L’ATTORE – Mario Soldati

L'attore - Mario Soldati

Enzo Melchiorri è un vecchio caratterista senza lavoro alle prese con i debiti di gioco della moglie Licia. Vive a Bordighera, in una villa oggi ipotecata per finanziare le serate al casinò di Sanremo della consorte e per tirare avanti alla meglio. L’incontro con l’altro protagonista – senza nome e voce narrante della storia – è casuale. L’altro è un regista in trattativa con la Rai per uno sceneggiato nel quale potrebbe trovare un ruolo lo stesso Melchiorri, che ora spera di ritornare nel giro grazie all’aiuto dell’amico. La messa a punto del teleromanzo tuttavia si rivela più complicata del previsto e si perde in mille “vedremo” e “le faremo sapere”.

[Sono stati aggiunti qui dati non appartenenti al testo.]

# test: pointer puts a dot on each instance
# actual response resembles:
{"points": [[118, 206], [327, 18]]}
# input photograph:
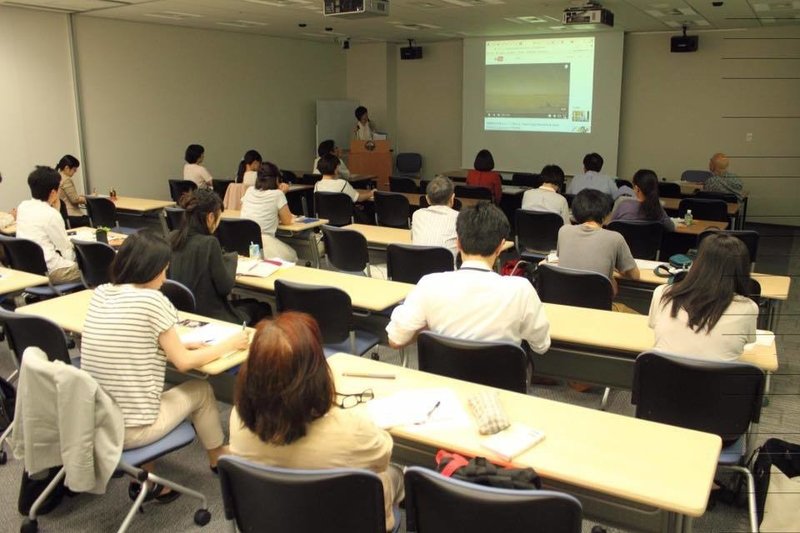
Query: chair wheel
{"points": [[202, 517], [29, 526]]}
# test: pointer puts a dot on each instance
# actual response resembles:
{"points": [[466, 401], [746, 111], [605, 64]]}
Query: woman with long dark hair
{"points": [[708, 314]]}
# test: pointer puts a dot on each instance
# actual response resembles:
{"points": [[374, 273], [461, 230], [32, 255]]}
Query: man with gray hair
{"points": [[436, 225]]}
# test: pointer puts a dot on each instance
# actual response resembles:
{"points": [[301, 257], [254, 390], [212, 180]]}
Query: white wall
{"points": [[150, 90], [38, 121]]}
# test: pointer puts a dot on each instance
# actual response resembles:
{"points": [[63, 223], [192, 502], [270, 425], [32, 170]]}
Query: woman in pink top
{"points": [[484, 175]]}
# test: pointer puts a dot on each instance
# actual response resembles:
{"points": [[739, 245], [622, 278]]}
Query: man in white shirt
{"points": [[436, 225], [474, 302], [39, 220], [592, 179]]}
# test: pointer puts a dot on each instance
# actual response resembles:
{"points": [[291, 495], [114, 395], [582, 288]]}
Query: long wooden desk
{"points": [[12, 281], [365, 293], [70, 311], [628, 472]]}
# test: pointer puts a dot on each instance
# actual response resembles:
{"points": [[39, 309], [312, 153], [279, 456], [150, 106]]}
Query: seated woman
{"points": [[198, 262], [266, 204], [249, 167], [708, 314], [129, 336], [484, 175], [646, 205], [285, 412]]}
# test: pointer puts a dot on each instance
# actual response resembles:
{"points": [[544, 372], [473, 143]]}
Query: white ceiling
{"points": [[426, 20]]}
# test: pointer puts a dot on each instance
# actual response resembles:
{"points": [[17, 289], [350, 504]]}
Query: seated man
{"points": [[436, 225], [474, 303], [722, 180], [587, 246], [592, 179], [39, 220]]}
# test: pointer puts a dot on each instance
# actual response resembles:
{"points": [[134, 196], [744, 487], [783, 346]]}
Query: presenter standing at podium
{"points": [[364, 129]]}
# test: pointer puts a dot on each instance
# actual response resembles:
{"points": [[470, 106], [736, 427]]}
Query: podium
{"points": [[372, 158]]}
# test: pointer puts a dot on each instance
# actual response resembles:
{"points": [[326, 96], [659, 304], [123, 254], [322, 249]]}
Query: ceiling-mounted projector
{"points": [[591, 13], [355, 8]]}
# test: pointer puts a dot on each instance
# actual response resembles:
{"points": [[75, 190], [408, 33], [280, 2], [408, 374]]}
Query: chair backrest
{"points": [[537, 231], [696, 176], [25, 255], [345, 249], [578, 288], [337, 207], [704, 209], [174, 217], [669, 189], [267, 498], [24, 331], [236, 234], [643, 237], [102, 212], [497, 364], [408, 163], [180, 295], [94, 260], [717, 397], [408, 263], [437, 503], [391, 210], [402, 184], [750, 239], [330, 307], [473, 191], [178, 188], [220, 186]]}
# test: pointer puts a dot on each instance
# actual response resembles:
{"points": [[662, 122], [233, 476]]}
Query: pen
{"points": [[367, 375]]}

L’attore, romanzo del 1970 e vincitore del premio Campiello, è l’opera di maggiore successo di Mario Soldati, scrittore per troppi anni dimenticato ed oggi riportato in libreria dalla Bompiani con una serie di pubblicazioni rinnovate anche nella veste grafica. La trama, nella sua prima parte, è incentrata sulla figura ancora sconosciuta di Melchiorri: i vecchi fasti del teatro dell’anteguerra, la fisicità goffa quasi da effeminato, il cono d’ombra nel quale è stato risucchiato negli anni del boom economico, il ricordo dei tempi migliori, la generosità a dispetto del pregiudizio che molti colleghi nutrivano nei suoi confronti, le cene notturne in una trattoria dietro piazza di Spagna dove oggi c’è un grande magazzino. E’ un’Italia che cambia pelle quella che ci descrive Soldati tra le pieghe della vicenda personale del protagonista, un Paese distratto dall’insperato benessere, alla ricerca di nuovi miti, stili e forme di spettacolo più moderne. La Rai, con la sua burocrazia e le sue clientele, è il contesto nel quale Soldati ambienta una metà della storia. L’altra metà si svolge in Costa Azzurra, nel mondo del gioco d’azzardo, della bella vita: lo spaccato preciso, malinconico, di una borghesia in declino, presto fuori moda, che ha già dato il peggio di sé. Qui la narrazione perde il mordente dei primi capitoli per sfilacciarsi nel groviglio dei tradimenti di Melchiorri con le sue domestiche, negli alti e bassi – più bassi – del suo matrimonio, nell’ossessione senza fine di Licia per il gioco. Almeno cento pagine di troppo per un’opera che sarebbe stato meglio contenere, comprimere, nella metà del suo volume cartaceo per farne un racconto anziché un romanzo.